第10章 姫巫女と三頭犬の隠し扉
ハリーが退学にならないことを知って、シェリルは調子を取り戻し、しっかりと食事を摂った。
その後、ルームメイトと宿題を終わらせたシオンは、就寝時間となり、それぞれベッドに入る。
時計の秒針が響く中、シオンは冴えた黒い瞳を瞬かせて身体を起こした。
『行くのか、シオン』
「はい。放っておけませんから」
何ができるか分からないし、自分など必要ないかもしれないが。
話を聞いた以上、黙って待っていることなどできない。
時計の針が十一時半を示すのを待ち、シオンはマリアやヒマワリたちを起こさないように部屋を出た。
寝間着として着慣れた白い小袖の上に着物を羽織り、杖と紫扇を持っていることを確かめる。
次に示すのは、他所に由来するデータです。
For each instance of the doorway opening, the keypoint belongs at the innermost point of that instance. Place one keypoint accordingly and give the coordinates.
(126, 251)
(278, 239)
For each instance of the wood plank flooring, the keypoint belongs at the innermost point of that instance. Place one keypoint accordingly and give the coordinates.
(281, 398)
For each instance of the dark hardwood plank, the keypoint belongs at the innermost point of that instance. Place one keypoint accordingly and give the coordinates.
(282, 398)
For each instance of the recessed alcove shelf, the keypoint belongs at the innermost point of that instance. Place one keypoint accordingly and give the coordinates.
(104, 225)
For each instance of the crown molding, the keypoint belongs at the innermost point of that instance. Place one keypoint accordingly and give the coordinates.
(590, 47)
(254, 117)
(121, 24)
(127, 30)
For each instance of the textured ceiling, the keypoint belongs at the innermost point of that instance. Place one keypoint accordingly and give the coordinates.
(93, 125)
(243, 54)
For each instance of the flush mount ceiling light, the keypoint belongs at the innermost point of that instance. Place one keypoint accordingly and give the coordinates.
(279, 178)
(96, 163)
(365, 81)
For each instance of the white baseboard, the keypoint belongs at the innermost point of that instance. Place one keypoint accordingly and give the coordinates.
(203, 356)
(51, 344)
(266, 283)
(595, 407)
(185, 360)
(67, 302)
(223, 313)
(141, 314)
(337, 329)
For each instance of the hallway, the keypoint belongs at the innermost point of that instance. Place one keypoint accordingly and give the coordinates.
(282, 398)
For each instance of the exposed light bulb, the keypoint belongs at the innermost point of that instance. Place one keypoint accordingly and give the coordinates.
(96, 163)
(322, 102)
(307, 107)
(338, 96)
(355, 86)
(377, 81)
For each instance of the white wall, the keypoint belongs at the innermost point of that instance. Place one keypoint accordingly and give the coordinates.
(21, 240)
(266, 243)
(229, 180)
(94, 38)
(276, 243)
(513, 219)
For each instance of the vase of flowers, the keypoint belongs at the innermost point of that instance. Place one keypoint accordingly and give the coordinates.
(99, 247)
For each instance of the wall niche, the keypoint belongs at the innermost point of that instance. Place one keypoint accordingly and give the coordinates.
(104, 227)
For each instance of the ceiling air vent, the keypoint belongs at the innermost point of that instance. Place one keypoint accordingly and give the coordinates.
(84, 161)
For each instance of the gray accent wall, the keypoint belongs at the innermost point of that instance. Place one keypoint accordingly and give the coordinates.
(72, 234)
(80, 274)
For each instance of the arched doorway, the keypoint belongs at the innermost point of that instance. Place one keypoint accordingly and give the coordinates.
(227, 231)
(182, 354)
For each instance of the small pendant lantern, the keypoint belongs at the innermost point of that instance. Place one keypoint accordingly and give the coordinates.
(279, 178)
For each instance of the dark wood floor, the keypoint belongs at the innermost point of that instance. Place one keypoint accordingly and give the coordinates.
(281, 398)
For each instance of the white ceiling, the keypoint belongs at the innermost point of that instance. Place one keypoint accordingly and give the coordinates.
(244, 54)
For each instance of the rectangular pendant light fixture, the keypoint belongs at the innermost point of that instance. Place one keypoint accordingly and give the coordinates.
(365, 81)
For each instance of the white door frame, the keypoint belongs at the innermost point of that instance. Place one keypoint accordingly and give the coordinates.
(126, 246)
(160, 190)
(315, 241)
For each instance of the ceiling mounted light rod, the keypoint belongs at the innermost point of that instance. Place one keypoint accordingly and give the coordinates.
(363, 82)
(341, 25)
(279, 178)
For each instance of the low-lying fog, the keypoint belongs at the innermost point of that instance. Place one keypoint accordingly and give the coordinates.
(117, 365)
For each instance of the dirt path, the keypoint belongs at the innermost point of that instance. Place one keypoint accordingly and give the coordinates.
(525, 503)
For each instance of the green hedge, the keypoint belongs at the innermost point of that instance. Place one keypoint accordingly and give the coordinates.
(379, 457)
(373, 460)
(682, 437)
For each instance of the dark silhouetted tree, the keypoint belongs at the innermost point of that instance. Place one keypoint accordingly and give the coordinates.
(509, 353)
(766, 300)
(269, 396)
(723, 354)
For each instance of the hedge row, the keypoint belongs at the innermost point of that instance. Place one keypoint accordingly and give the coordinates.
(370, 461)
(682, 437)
グリフィンドールの談話室まで行くと、ちょうどハリーとロンも出てきたところだった。
「「シオン⁉︎」」
「ハリー、ロン。良かった、入れ違いにならなくて」
パジャマの上にガウンを引っ掛けた二人に、シオンはホッと安堵の息を吐く。
「僕らを止めに来たの?」
「それならムダだよ」
ハリーとロンに、彼女は首を振って否定した。
「違うよ。ただ、一緒に行かせて欲しいの。わたしなら、見回りをしてるフィルチ先生から姿を隠す術も使えるし……決闘には絶対に手を出さないから!」
お願い、と頼めば、二人は顔を見合わせて一つ頷いてくれる。
しかし、そう簡単に事は運ばなかった。
ポッという音が聞こえたと思えば、ランプを手に持ったハーマイオニーが現れたのだ。
先ほどの音は、ランプが灯ったものだったらしい。